Our special series about tech businesses founded in 2020 highlights tales of resilience, remote relationships and pivoting. No.9: MOJO

John Thornhill and Sasha Cole had planned their dementia app MOJO pre-COVID – yet the pandemic accelerated their plans.

MOJO provides 360-degree care to patients and aims to ease the burden on carers, a group of people the duo says have been previously forgotten.

Based in Godalming and inspired by Cole’s years of experience of working with dementia patients, MOJO launched in November 2020 and offers features such as free online workshops for carers.

“We were due to launch [in 2020] anyway but the pandemic has really changed the level of service we’re able to offer,” says Thornhill. “Older people have been forced to become more comfortable with using things like Zoom so we’re able to become more accessible for a wider audience.”

The business came from Cole’s experience of working with dementia patients and family members, where she found that the burden increases across the family the more the condition takes hold.

With restrictions from the pandemic placing more pressure on the primary carer, there has never been a more important time to launch MOJO – which aims to help people find ‘moments of joy’ – say the pair.

Both say taking the view that you can find positives in a negative situation has benefited them in the face of adversity, for example the have been able to focus on their business without distractions.

“At the back end of 2019 we were working on the content and then lockdown came and gave us time to work on the technological development,” Thornhill says.

“In many ways, we’ve been able to navigate through the peaks and troughs of the pandemic in a way that hasn’t been detrimental to the business – if anything it’s given us greater focus.”

The MOJO online support system and app connects everyone involved in the care of a loved one, for a monthly subscription that allows ten family members to take part.
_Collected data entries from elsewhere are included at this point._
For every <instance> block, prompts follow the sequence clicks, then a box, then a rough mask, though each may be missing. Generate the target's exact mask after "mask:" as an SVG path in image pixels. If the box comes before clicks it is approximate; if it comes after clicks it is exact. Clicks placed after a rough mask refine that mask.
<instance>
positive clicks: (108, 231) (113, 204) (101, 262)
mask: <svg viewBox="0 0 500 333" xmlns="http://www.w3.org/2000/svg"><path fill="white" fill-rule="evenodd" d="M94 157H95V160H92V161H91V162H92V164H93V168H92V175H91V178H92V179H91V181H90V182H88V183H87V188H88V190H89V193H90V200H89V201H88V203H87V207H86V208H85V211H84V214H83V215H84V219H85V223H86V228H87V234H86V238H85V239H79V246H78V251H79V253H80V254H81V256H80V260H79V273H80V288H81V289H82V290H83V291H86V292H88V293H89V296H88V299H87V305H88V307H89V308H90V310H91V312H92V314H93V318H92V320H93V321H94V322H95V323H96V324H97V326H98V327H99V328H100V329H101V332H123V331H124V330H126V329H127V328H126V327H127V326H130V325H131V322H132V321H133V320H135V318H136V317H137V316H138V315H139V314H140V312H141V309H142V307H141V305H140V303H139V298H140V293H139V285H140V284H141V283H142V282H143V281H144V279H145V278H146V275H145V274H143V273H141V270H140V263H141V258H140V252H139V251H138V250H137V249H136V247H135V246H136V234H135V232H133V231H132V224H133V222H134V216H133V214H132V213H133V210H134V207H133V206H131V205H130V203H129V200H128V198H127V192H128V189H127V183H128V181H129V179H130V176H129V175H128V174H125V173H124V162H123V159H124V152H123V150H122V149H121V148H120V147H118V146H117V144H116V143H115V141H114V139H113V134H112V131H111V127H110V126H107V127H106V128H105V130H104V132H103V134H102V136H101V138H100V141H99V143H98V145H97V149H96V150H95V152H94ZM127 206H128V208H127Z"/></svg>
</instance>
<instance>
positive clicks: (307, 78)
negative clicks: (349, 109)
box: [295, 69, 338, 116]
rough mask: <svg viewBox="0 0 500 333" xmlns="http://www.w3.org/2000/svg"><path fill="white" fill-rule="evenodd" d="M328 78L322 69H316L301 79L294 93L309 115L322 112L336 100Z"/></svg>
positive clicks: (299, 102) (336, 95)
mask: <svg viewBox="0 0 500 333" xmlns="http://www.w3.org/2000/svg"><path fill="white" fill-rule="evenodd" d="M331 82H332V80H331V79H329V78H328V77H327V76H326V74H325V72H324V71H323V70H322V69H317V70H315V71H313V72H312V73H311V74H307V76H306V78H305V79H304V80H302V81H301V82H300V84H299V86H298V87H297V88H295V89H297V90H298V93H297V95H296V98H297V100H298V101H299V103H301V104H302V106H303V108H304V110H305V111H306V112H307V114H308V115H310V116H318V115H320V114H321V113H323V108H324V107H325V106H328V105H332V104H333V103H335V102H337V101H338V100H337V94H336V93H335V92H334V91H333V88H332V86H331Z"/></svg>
It includes a medication manager, checklists for every step of the journey, a calendar and messaging system that’s distributed across the family network, and a friends and family section where relatives can add photographs of themselves across different ages up to the present day to aid a dementia patient’s ability to recognise them.

There is also a time machine section that patients and carers can use together, showing key events in that person’s history alongside songs, movies and artefacts from that era.

In addition, there is a mentoring section for family members and a badge system for the patient, so members can be alerted in case they get lost.

“We’re using tech but the platform is much more human and interactive,” says Thornhill, adding that the app recognises that a patient can go through a plethora of experiences in any one day, which can be isolating for them and their carers.

He gives the example of someone experiencing a “time shift”, where they believe they are in a different period of time. Rather than the carer explaining that they are ‘wrong’, they could use the time machine to show pictures and sounds from that time to bring comfort.

Another issue common with dementia is recognising people in the present. The use of a slider with photographs to show a family member ageing can help that person, he adds.

“Our approach is validating their opinions and what they believe in because creating a barrier could create conflict,” says Cole.

The shift further towards remote meetings because of the pandemic should benefit MOJO, she adds, with the medical profession and older generation now embracing tech much more than previously.

“The medical profession has been slow to embrace technology previously because it felt older people wouldn’t have the appetite for it, but that’s changed [in 2020] and we’re really seeing things gain momentum,” Thornhill says.